Most people assume SSDI eligibility comes down to a diagnosis. It doesn't — at least not entirely. The Social Security Administration doesn't maintain a simple checklist of approved conditions. Instead, it evaluates how severely your condition limits your ability to work. That distinction matters enormously, and it's why two people with the same diagnosis can get very different outcomes.
The SSA uses a specific legal definition of disability: you must have a medically determinable physical or mental impairment that has lasted — or is expected to last — at least 12 months, or that is expected to result in death. The condition must also prevent you from engaging in Substantial Gainful Activity (SGA).
SGA refers to a monthly earnings threshold. In 2024, that figure is $1,550 per month for non-blind applicants and $2,590 for blind applicants. These amounts adjust annually. If you're earning above the threshold, the SSA will typically stop the evaluation before looking at your medical condition at all.
The SSA doesn't simply look up your diagnosis. It walks every claim through a structured five-step process:
| Step | Question Asked | What Happens |
|---|---|---|
| 1 | Are you working above SGA? | If yes, claim is denied |
| 2 | Is your condition "severe"? | Must significantly limit basic work activities |
| 3 | Does your condition meet or equal a Listing? | If yes, approved at this step |
| 4 | Can you perform your past work? | If yes, claim is denied |
| 5 | Can you do any other work? | If no, claim is approved |
Step 3 is where the SSA's official Listing of Impairments — sometimes called the "Blue Book" — comes into play. These are specific medical criteria organized by body system. Conditions covered include musculoskeletal disorders, cardiovascular conditions, cancer, neurological disorders, mental health conditions, immune system disorders, and more.
Meeting a Listing means your condition is severe enough that the SSA presumes you cannot work without needing to evaluate your work history or job options. But most approved claims don't qualify at Step 3. They're approved at Step 5, based on a Residual Functional Capacity (RFC) assessment.
Your RFC is the SSA's determination of what you can still do despite your impairments. It's assessed by a Disability Determination Services (DDS) examiner — a state-level agency that reviews claims on the SSA's behalf — typically in consultation with a medical consultant.
An RFC looks at physical limitations (lifting, standing, walking, sitting, reaching) and mental limitations (concentration, memory, ability to follow instructions, handle stress, interact with others). It results in a classification — sedentary, light, medium, heavy, or very heavy work capacity.
That RFC is then combined with your age, education, and work history to determine whether you could reasonably be expected to transition to other work. This is where age becomes a significant variable. The SSA's medical-vocational guidelines (sometimes called the "Grid Rules") are more favorable to older claimants, particularly those 50 and over, who may have fewer transferable skills.
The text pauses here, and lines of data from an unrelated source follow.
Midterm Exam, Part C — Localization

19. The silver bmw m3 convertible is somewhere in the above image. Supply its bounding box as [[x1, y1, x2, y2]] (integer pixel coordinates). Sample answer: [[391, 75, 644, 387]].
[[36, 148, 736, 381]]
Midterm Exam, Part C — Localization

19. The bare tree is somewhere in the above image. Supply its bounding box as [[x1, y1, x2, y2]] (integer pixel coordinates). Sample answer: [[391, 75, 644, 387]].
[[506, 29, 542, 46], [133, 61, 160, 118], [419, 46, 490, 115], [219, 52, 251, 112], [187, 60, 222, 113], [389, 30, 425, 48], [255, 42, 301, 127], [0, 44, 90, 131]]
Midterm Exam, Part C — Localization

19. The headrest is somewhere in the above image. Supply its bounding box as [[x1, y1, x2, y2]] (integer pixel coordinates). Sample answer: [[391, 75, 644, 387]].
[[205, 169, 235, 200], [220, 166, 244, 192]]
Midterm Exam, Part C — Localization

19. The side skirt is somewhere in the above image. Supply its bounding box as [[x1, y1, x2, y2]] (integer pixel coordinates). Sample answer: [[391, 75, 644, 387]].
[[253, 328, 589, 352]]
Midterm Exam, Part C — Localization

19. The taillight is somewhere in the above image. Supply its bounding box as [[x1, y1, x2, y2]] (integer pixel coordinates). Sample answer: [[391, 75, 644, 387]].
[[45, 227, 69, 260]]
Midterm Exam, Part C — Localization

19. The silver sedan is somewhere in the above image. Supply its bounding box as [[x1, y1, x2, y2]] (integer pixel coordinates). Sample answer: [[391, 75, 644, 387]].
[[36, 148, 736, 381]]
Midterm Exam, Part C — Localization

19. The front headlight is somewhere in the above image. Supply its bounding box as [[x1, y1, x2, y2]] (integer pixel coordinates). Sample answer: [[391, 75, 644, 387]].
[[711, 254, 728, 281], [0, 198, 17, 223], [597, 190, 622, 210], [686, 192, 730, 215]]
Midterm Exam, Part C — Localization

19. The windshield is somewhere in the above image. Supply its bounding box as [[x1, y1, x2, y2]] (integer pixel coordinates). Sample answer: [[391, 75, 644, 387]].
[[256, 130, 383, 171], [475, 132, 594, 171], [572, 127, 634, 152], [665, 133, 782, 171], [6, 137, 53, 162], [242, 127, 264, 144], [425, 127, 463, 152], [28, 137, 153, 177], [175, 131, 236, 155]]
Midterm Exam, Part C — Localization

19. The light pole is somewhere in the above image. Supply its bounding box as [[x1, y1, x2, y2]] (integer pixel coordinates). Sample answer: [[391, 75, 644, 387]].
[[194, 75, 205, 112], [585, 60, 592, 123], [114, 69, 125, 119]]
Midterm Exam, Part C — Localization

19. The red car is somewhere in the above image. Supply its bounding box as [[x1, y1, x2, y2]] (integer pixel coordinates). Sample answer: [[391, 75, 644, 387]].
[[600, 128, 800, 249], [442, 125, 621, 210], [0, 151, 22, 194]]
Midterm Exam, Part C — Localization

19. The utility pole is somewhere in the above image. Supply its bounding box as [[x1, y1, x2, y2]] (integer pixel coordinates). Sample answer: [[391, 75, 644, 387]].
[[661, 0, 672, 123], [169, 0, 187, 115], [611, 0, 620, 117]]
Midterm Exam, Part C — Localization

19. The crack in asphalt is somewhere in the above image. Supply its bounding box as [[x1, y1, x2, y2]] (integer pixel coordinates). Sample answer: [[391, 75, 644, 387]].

While no condition automatically qualifies anyone, certain impairments appear frequently in approved claims because they tend to produce the kind of functional limitations the SSA is looking for:
The key phrase is with complications or of sufficient severity. A diagnosis alone rarely drives an approval. The medical record has to document functional limitations — how the condition affects your capacity to sustain full-time work on a regular and continuing basis. 🩺
The SSA cannot take your word for how limited you are. Claims are built on medical evidence: treatment records, clinical notes, lab results, imaging, and assessments from treating physicians. Gaps in treatment, inconsistent records, or a lack of specialist documentation can all weaken a claim even when the underlying condition is serious.
One of the most influential pieces of evidence is a Medical Source Statement from a treating physician — a written opinion about your functional limitations. These carry significant weight, particularly when they're consistent with the overall treatment record.
Mental health impairments are evaluated under a different part of the Listing, using criteria that measure things like understanding and memory, concentration and persistence, social functioning, and ability to adapt. Conditions like severe depression, anxiety disorders, and schizophrenia can absolutely support an SSDI claim — but documentation requirements are the same: the medical record must support the claimed limitations.
Mental health claims are sometimes harder to document than physical ones because they rely heavily on clinical observations and treatment history rather than imaging or lab work.
How the SSA evaluates a qualifying disability isn't abstract — it's applied to a specific medical record, a specific work history, a specific age, and a specific set of functional limitations. The program's rules create a framework, but outcomes happen at the intersection of that framework and your individual file.
Someone with a severe but well-documented condition may be approved at the Listing step. Someone else with the same diagnosis but thinner records might not reach that threshold — and whether they're approved at Step 5 depends on their RFC, their age, and what the vocational analysis shows about available work. The rules are consistent. How they apply is not.